Les résultats des élèves français aux tests Pisa, publiés récemment, révèlent une situation préoccupante. Jamais les scores en mathématiques et en compréhension de l’écrit n’avaient été aussi bas. Le ministre de l’Éducation, Édouard Geffray, pointe du doigt plusieurs facteurs, notamment l’impact des réseaux sociaux, la diminution de la lecture, mais aussi le désengagement croissant des parents dans la scolarité de leurs enfants.
EN BREF
- Les résultats des tests Pisa montrent une chute des performances scolaires en France.
- L’implication parentale a diminué, passant de 62% à 48% entre 2022 et 2025.
- Le ministre de l’Éducation propose des mesures pour renforcer l’engagement des parents.
Les statistiques sont sans appel : entre 2022 et 2025, l’implication des parents dans l’éducation de leurs enfants a chuté, selon les témoignages d’élèves de 15 ans interrogés par Pisa. En effet, seulement 48% des parents se montrent actifs dans la vie scolaire de leurs enfants, contre 62% trois ans plus tôt. Cela soulève des questions cruciales sur le rôle et l’engagement parental dans la réussite scolaire.

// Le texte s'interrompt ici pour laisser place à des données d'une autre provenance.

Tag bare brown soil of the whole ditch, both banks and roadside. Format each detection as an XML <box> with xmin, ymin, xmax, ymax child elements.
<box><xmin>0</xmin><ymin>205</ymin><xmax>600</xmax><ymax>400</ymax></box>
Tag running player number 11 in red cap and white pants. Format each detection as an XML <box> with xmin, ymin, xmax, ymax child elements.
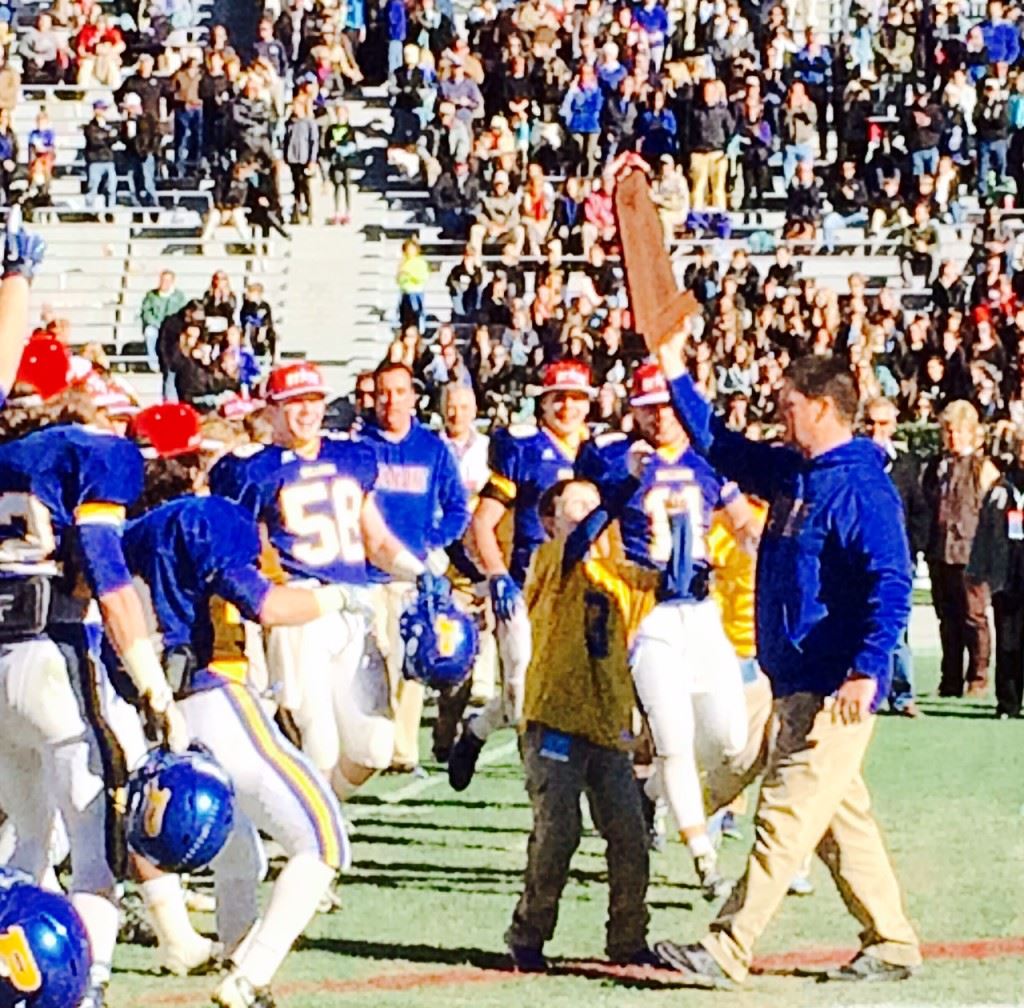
<box><xmin>578</xmin><ymin>363</ymin><xmax>749</xmax><ymax>898</ymax></box>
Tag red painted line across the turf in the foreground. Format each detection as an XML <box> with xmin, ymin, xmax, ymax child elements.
<box><xmin>136</xmin><ymin>936</ymin><xmax>1024</xmax><ymax>1008</ymax></box>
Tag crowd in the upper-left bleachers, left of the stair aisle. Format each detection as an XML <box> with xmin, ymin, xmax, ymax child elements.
<box><xmin>0</xmin><ymin>0</ymin><xmax>374</xmax><ymax>229</ymax></box>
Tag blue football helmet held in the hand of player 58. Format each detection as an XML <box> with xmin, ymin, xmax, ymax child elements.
<box><xmin>398</xmin><ymin>577</ymin><xmax>480</xmax><ymax>689</ymax></box>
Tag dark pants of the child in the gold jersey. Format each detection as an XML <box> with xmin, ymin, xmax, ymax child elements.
<box><xmin>505</xmin><ymin>724</ymin><xmax>649</xmax><ymax>961</ymax></box>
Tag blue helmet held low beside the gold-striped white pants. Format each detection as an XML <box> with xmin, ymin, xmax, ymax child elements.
<box><xmin>128</xmin><ymin>745</ymin><xmax>234</xmax><ymax>872</ymax></box>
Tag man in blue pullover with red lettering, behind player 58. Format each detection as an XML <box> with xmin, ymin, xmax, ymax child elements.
<box><xmin>362</xmin><ymin>364</ymin><xmax>469</xmax><ymax>772</ymax></box>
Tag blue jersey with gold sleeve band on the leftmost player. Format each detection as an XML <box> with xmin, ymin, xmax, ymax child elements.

Ce désintérêt apparent est confirmé par les élèves eux-mêmes. Certains d’entre eux rapportent que leurs parents ne posent que des questions sur les notes obtenues, sans s’intéresser aux difficultés rencontrées ou aux sujets abordés en classe. Une élève a même confié : « Ils ne viennent pas aux réunions parents-profs parce qu’ils sont déjà venus pour mes autres frères et sœurs. Ils travaillent donc c’est compliqué et ils s’en foutent un peu en vrai ».
Un désengagement généralisé
Plusieurs facteurs peuvent expliquer ce phénomène. Le ministre de l’Éducation, Édouard Geffray, note que l’engagement des parents est en baisse, tant dans les milieux favorisés que défavorisés. Sébastien Vieille, professeur d’anglais et secrétaire national du syndicat enseignant SNALC, ajoute que la situation est alarmante : « Il y a un suivi qui ne se fait peut-être plus. Il m’est arrivé en tant que professeur principal en terminale de me retrouver face à un seul parent d’élève sur une classe de trente ».
Cette tendance préoccupante a des conséquences directes sur les performances des élèves. Eric Charbonnier, expert en éducation à l’OCDE, souligne que l’implication parentale est souvent corrélée à de meilleures performances scolaires. Selon lui, il est légitime de se demander si l’école n’est pas devenue un simple bien de consommation pour les parents, qui se préoccupent davantage des résultats que du processus d’apprentissage.
Vers une redynamisation de l’engagement parental
Malgré ces critiques, la fédération de parents d’élèves FCPE s’oppose à cette vision accusatrice. Elle admet cependant ressentir également un désengagement des familles. La fédération insiste sur l’importance de la relation humaine entre les parents et l’école, arguant que la simple communication numérique ne suffit pas. « Ce n’est pas uniquement parce qu’on a mis en place Pronote que cela résout le problème », souligne-t-elle.
Pour renforcer l’engagement des parents, Édouard Geffray a annoncé le 8 septembre de nouvelles mesures. Dès le retour des vacances de la Toussaint, tous les parents et élèves recevront des objectifs d’apprentissage personnalisés. De plus, avant chaque période de vacances scolaires, des listes de lecture seront mises à disposition des familles pour les aider à mieux accompagner leurs enfants dans leur parcours scolaire.
Marie-Caroline Missir, directrice générale du think tank Vers le Haut, partage cette nécessité de redynamiser l’implication parentale. Elle affirme que les parents doivent comprendre ce qui se passe à l’école pour pouvoir soutenir efficacement leurs enfants, en se concentrant sur les compétences et les connaissances à acquérir tout au long de l’année.
Les résultats Pisa constituent un appel à l’action. Ils rappellent que la réussite scolaire dépend également de la collaboration entre l’école et les familles. Renforcer cette dynamique pourrait bien être la clé pour inverser la tendance et améliorer les performances des élèves français.